The Association of Chartered Certified Accountants and the Institute of Management Accountants welcomed top officials from some of the world’s leading accounting organizations to an event highlighting the growing importance of integrated reporting.

Leaders of the ACCA, the IMA and the International Integrated Reporting Council welcomed the heads of the International Accounting Standards Board, the International Federation of Accountants, the Financial Accounting Foundation, along with representatives from major accounting firms, students, press and other constituencies to an opening night mixer Tuesday at the Yale Club in New York.

ACCA chief executive Helen Brand, a board member of the IIRC, talked about a new report from her group providing insights into integrated reporting from users of the IR framework. “We have to tell the story, but we have to give people the tools as well,” she said. “There’s a lot of challenge in the world today, and I don’t think that necessarily accountants and business reporting are going to meet all those challenges. But we do need a sustainable future for all our peoples, and all the societies and economies where they work. And integrated reporting can help drive that because it is about better run and sustainable corporate practice, which we all support. So I do urge everybody to get behind the IR movement, to support the IIRC in its work, to proceed in this great opportunity to network further and make sure you have that story in your back pocket. And certainly ACCA will be doing everything we can to support the movement going forward.”

ACCA chief executive Helen Brand
ACCA chief executive Helen Brand

For the report, Insights into Integrated Reporting, the ACCA worked with the IIRC to review 41 corporate reports from around the world. The report includes comments from preparers about their attitudes toward integrated reporting and insights it provides into the factors driving business performance.

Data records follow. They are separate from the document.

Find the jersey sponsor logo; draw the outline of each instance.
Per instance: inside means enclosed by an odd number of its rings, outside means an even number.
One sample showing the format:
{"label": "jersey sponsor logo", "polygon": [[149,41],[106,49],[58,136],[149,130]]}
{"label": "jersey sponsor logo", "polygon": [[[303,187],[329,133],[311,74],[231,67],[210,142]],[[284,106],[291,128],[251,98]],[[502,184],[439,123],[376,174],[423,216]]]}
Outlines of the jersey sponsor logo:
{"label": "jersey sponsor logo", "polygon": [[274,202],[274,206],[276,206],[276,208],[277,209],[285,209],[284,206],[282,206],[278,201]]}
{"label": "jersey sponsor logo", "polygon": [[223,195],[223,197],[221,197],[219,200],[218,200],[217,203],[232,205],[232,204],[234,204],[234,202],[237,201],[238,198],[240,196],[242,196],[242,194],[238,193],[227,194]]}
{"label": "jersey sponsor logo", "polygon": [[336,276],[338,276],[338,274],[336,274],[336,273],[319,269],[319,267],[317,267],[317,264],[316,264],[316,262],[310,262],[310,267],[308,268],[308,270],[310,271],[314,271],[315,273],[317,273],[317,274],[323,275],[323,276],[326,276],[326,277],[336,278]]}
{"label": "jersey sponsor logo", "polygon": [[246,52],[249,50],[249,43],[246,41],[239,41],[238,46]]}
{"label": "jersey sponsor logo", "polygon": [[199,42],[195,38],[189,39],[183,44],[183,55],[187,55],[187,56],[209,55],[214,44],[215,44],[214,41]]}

IMA president and CEO Jeff Thomson explained his views on the purpose of the integrated reporting movement. “I don’t believe that the purpose and call to action is reporting,” he said. “I don’t even think it’s a new way of thinking. I think that the purpose is to create stronger organizations, more ethically sound organizations, to try to bring clarity to the disclosures ecosystem and to ultimately impact the capital markets, which in turn leads to stronger economies and societies.”

Rachel Grimes, the recently elected president of the International Federation of Accountants, spoke about IFAC’s support for integrated reporting and the role of the accountant. “IFAC has been really key in this journey,” she said. “We helped establish the IIRC, and we want to provide that leadership to the accounting profession. We believe that integrated reporting is the foundation of a more coherent corporate reporting system fit for the 21st Century, a clear building block for responsible capitalism and more resilient organizations.”

Like Grimes, IIRC CEO Richard Howitt also took the helm of his organization last year. “This is my second opportunity to address the council as chief executive,” he told the crowd. “I’m really looking forward to the next 24 hours. We’ve already had a fantastic corporate reporting dialogue meeting Monday. Enjoy this evening, work hard tomorrow, champion integrated reporting, but I don’t really have to say that because I know you will.”

IIRC chairman Mervyn King, author of the recent book “The End of Alchemy,” talked about the growth of integrated reporting. “Today the financial manager, who usually becomes the director of the company, is called chief financial officer,” he said. “No financial manager today worth his or her salt just sits in the corner room and prepares a draft financial statement in accordance with U.S. GAAP or IFRS. They don’t do that. One of the first pieces of research on the benefits of integrated reporting was the coming together of people in the C suite actually exchanging ideas and thinking. There’s almost a partnership arrangement between the financial director and the sustainability director in building strategy and thinking of the business model. They all sit together and work out what the future of the company and its value creation process is. But the true change maker is the person that has that public interest training. That is the accountant.”

Among the other accounting industry leaders in attendance at the event were IASB chairman Hans Hoogervorst and former vice-chairman Ian Mackintosh, FAF president and CEO Terri Polley, IFAC CEO Fayez Choudhury, ACCA USA CEO Warner Johnston, IIRC North American lead Bob Laux and former IIRC CEO Paul Druckman. Hoogervorst was asked by Accounting Today about how the rollout was going on accounting standards such as financial instruments and leasing, and whether the differences between U.S. GAAP and IFRS on the credit losses and leasing standards were leading to any problems so far. He indicated he hasn’t heard of any.

Polley declined to discuss the standards themselves, pointing out that the Financial Accounting Standards Board, which the FAF oversees, is directly responsible for those. But she said the Private Company Council, which the FAF also oversees, has been undergoing a smooth transition to its new leadership and structure. It is continuing to hold regular meetings, but there haven’t been as many requests lately for exceptions to the accounting standards for private companies. She also noted that the FAF, FASB, the PCC and the Governmental Accounting Standards Board have been making changes to their websites using a common architecture. They have also been implementing a Microsoft SharePoint system that should make it easier for them to work together and address comments submitted to them. Choudhury remarked on the widespread impact of accounting issues around the world and how accounting relates to so many economic issues across the globe.